4th Jul, 2023 12:00
PROPERTY FROM AN IMPORTANT PRIVATE COLLECTION (LOTS 7-14)
MARY POTTER (BRITISH, 1900-1981)
Bandstand
oil on board
36 x 60 cm. (14 x 23 3/4 in.)
Provenance
With The New Art Centre, London, 10 June 1981, where purchased by the family of the present owner
Mary Potter is often remembered for depicting the scenes she saw from her window, from The Window, Chiswick, 1929, to Chiswick Mall, painted in the 1930s. In using a soft and inviting pallet, Potter’s work welcomes observers into the warmth of her own familiar settings. She often painted views from her Chiswick home. It is through the lens of familiarity that we experience her works, more often than not from a perspective where we are an observer looking onto something.

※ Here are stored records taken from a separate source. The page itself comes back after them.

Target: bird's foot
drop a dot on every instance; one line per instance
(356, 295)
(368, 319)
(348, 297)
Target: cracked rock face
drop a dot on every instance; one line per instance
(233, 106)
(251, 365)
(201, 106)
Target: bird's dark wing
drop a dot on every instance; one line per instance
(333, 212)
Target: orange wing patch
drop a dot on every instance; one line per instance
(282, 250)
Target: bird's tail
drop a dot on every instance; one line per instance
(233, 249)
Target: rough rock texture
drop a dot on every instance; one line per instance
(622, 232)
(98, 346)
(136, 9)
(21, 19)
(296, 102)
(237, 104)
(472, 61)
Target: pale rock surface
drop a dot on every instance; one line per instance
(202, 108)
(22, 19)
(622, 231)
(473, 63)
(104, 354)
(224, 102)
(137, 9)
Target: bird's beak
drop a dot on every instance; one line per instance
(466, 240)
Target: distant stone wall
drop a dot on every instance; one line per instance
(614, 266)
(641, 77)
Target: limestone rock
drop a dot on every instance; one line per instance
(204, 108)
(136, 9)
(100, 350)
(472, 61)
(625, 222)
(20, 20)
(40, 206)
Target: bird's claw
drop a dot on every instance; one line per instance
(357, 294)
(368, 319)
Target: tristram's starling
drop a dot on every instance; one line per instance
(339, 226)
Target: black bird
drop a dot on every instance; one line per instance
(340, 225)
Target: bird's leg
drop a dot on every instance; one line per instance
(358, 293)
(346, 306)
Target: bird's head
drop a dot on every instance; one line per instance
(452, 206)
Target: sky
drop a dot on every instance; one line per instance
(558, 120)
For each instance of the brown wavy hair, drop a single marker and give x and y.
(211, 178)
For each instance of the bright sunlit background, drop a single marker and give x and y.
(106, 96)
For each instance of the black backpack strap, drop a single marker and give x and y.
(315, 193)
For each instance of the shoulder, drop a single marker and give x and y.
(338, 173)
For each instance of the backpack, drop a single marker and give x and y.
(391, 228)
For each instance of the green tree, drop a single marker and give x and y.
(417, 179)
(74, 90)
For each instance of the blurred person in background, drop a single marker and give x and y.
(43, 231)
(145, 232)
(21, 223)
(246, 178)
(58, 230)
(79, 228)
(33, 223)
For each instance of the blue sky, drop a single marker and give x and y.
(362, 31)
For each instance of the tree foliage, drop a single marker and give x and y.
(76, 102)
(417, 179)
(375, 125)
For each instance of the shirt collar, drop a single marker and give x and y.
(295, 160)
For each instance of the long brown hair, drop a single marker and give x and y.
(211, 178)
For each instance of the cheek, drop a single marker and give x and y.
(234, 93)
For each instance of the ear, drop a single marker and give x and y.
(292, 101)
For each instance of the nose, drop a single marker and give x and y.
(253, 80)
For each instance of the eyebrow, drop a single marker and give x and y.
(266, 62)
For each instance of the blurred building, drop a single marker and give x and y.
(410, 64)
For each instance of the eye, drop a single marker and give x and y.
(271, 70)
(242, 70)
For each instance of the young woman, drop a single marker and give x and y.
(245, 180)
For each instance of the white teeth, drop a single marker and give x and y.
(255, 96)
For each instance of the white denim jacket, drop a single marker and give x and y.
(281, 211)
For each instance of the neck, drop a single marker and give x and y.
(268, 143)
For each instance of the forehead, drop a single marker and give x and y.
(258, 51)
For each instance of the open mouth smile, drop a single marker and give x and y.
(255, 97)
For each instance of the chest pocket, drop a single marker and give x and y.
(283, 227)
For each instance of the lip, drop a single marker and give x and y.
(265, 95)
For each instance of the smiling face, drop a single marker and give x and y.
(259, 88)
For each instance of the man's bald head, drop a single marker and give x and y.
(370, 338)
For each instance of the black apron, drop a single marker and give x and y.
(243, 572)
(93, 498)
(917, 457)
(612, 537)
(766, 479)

In this case, Bandstand, combines many elements of the artist’s oeuvre, from the interior perspectives looking out, to her rendering of costal scenes, using heavy paint, and soft tones, Potter captures elements of abstract amongst landscape in this work.
This was consistent throughout her career as an artist, in later life, it was costal scenes from Aldeburgh Suffolk, where she lived for many years, that dominated the subject-matter and in the same way to those painted in London, capturing the artist’s tenderness towards the place in which she resided.
As an artist, Potter, spent much time among various artistic circles, in London, she was a brief member of the Seven and Five Society, exhibited with The New English Art Club, known as the NEAC. It was during the 1930s that Potter had a variety of solo-exhibitions from the Leicester Galleries, Redfern Gallery and the New Art Centre. In 1964, a traveling retrospective of her work at Whitechapel Art Gallery, Mary Potter Paintings 1938-1964, documented a combination of the artists paintings.